Le piume bianche si avvilupparono attorno la lama, venendo incendiate da quello stesso fuoco che aumentava di intensità. Dopo aver sciolto la stretta, le ali incandescenti assunsero la forma di quattro triangoli, rigidi ed immobili ai lati dell’angelo.

Il Re Cavaliere non fu in grado di evitare la carica di Uriel, quando questi turbinò su di lui come una stella a dalle cinque punte infuocate. Le ormai moltiplicate lame segnarono l’armatura dopo il misero tentativo di Arthur di sottrarsi all’attacco, dopodiché quegli squarci capaci di rendere rosso l’acciaio, divamparono in una miriade di fragorose esplosioni.

L’umano ne venne investito, tramutandosi in una pira che gettò un agghiacciante urlo di dolore al cielo. Un istante dopo la sua corazza si sgretolò, per poi evaporare in denso vapore bianco.

 

Il Re galoppava in groppa al suo cavallo, conscio di starsi trascinando dietro una parte del suo regno: coloro che erano scesi in battaglia, coloro che lo avevano seguito tra le spade e gli scudi di ogni conquista e vittoria, coloro che avevano sacrificato la loro vita pur di seguirlo fino alla fine dei tempi.

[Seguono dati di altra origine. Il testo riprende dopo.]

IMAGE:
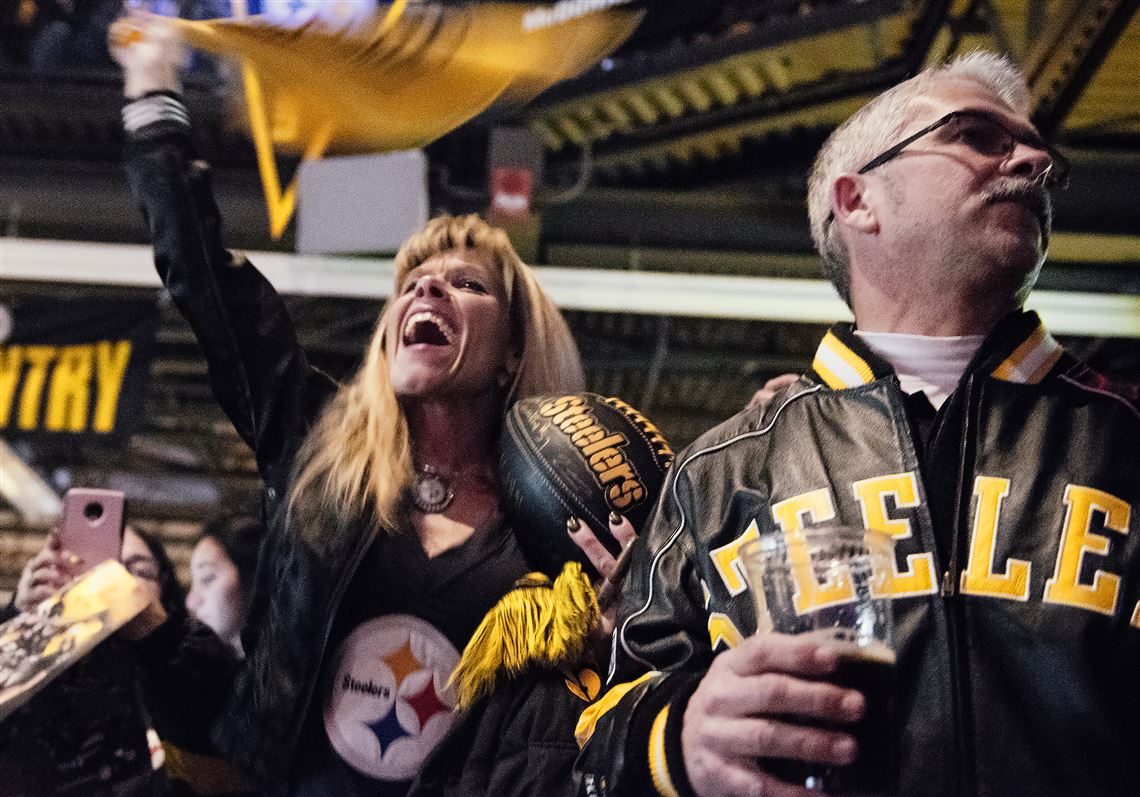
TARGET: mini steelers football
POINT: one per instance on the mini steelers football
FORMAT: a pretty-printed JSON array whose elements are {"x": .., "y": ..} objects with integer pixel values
[{"x": 580, "y": 455}]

-Ma cosa ne è stato di tutto il resto del mio regno?!- Nessuno avrebbe potuto vederlo sotto il suo elmo in quel momento, ma se anche solo qualcuno avesse potuto farlo, non lo avrebbe riconosciuto.

Era il volto di un uomo attanagliato dal dolore e dal rimorso, la cui anima non era stata in pace da quando aveva scoperto che Camelot era stata presa da un nemico che non aveva potuto né prevedere, né fermare.

La sua gente ora era prigioniera di quel nemico, ed era stata strappata dalla felicità proprio perché lui li aveva lasciati indifesi, anche se per un breve periodo di tempo.

-No! Sono imperdonabile!- Lacrime che nessuno avrebbe potuto vedere sgorgarono lungo le sue guance.

E quando arrivò alle porte del suo castello, mentre il sole tramontava sulle montagne, vide quel nemico.

Con un battaglione di cavalieri pari al suo, e alle spalle le mura del castello affollate dagli ostaggi in lacrime, forse di speranza per il ritorno del loro re, un uomo si ergeva ritto davanti a tutti.

Stringeva tra le mani lo stendardo di Camelot, con il simbolo della Tavola Rotonda: tutto ciò per il quale Arthur aveva combattuto, sopportando il peso di essere re e allo stesso tempo cavaliere.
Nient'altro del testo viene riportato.